In reality, a single AMP may use multiple mechanisms depending on concentration, membrane composition, and environmental conditions.

Beyond membrane disruption

Many AMPs have intracellular targets in addition to membrane disruption:

• DNA/RNA binding — some AMPs penetrate the membrane and bind nucleic acids, inhibiting replication and transcription
• Protein synthesis inhibition — proline-rich AMPs (in insects) enter cells and bind ribosomes
• Cell wall synthesis — some AMPs interfere with cell wall precursor processing (similar to vancomycin)
• Enzyme inhibition — certain AMPs inhibit proteases and other essential bacterial enzymes

Therapeutic development challenges

Despite their promise, AMP drug development faces several hurdles:

Serum stability. Most natural AMPs are rapidly degraded by proteases in blood. LL-37's half-life in serum is approximately 15 minutes. Solutions include D-amino acid substitution (resistant to L-specific proteases), peptide stapling, cyclization, and PEGylation.

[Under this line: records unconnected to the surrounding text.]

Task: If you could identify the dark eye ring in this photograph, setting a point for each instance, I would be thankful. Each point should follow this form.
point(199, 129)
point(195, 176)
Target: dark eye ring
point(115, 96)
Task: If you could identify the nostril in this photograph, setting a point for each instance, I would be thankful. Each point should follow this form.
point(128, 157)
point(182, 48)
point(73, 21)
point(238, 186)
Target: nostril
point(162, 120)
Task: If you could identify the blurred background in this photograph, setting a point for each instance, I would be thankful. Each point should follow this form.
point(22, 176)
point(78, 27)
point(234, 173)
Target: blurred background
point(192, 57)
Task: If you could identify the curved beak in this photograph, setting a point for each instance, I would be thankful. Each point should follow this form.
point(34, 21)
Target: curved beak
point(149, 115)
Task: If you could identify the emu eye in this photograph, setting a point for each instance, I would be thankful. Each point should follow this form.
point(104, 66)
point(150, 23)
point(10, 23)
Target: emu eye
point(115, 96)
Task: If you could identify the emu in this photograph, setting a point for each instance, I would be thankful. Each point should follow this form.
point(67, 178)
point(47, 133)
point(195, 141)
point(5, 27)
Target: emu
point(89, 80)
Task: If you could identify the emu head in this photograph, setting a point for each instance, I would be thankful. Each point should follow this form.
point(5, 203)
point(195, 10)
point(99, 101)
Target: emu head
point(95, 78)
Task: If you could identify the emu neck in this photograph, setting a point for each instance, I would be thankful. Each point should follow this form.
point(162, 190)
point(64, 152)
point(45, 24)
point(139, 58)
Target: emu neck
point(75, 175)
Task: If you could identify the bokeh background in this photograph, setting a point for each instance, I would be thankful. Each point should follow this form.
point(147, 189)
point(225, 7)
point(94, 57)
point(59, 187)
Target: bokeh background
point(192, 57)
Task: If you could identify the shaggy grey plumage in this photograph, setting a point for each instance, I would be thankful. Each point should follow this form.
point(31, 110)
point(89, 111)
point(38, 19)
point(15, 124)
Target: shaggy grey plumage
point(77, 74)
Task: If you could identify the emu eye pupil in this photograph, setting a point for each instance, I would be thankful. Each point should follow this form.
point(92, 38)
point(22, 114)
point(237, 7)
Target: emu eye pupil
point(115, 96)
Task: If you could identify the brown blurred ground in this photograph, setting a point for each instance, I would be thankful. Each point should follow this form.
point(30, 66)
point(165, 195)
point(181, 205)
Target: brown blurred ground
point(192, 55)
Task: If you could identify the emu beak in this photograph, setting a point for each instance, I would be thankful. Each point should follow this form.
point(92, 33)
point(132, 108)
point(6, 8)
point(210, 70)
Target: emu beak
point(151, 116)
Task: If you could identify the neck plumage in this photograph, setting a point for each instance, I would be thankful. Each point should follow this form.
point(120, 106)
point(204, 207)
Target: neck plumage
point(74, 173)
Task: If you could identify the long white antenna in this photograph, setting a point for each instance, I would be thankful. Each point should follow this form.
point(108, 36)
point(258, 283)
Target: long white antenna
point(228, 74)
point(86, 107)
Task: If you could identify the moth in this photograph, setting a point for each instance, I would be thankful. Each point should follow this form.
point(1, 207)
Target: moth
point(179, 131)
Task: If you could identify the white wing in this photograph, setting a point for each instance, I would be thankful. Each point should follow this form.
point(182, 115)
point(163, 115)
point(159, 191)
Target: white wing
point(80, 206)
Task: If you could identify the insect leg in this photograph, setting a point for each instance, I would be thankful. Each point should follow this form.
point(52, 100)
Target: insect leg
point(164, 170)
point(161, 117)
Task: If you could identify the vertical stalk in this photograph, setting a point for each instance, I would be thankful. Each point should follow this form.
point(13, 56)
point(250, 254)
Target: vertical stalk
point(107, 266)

Manufacturing cost. Solid-phase peptide synthesis becomes increasingly expensive with peptide length. A 37-residue peptide like LL-37 is substantially more expensive to produce than a small-molecule antibiotic.

Hemolytic activity. Some AMPs, particularly at higher concentrations, damage red blood cells. Therapeutic development requires optimizing the selectivity index — the ratio of hemolytic concentration to antimicrobial concentration.

Systemic vs. topical. Most clinical development has focused on topical applications (wound infections, skin infections) where local concentrations can be achieved without systemic exposure. Systemic AMP therapy remains technically challenging.

Current clinical landscape

AMPs in clinical development as of 2026:

• LL-37 — Phase I/IIa completed for chronic venous leg ulcers (topical); showed safety and efficacy signals
• Pexiganan (MSI-78) — synthetic magainin analog; reached Phase 3 for diabetic foot infections (topical) but failed to show superiority over standard antibiotics
• Omiganan (MBI-226) — synthetic indolicidin analog; Phase 3 for catheter infections and rosacea
• Brilacidin — defensin mimetic (small molecule); Phase 2 for acute skin infections

The pattern: topical applications are closer to market; systemic use remains in earlier stages.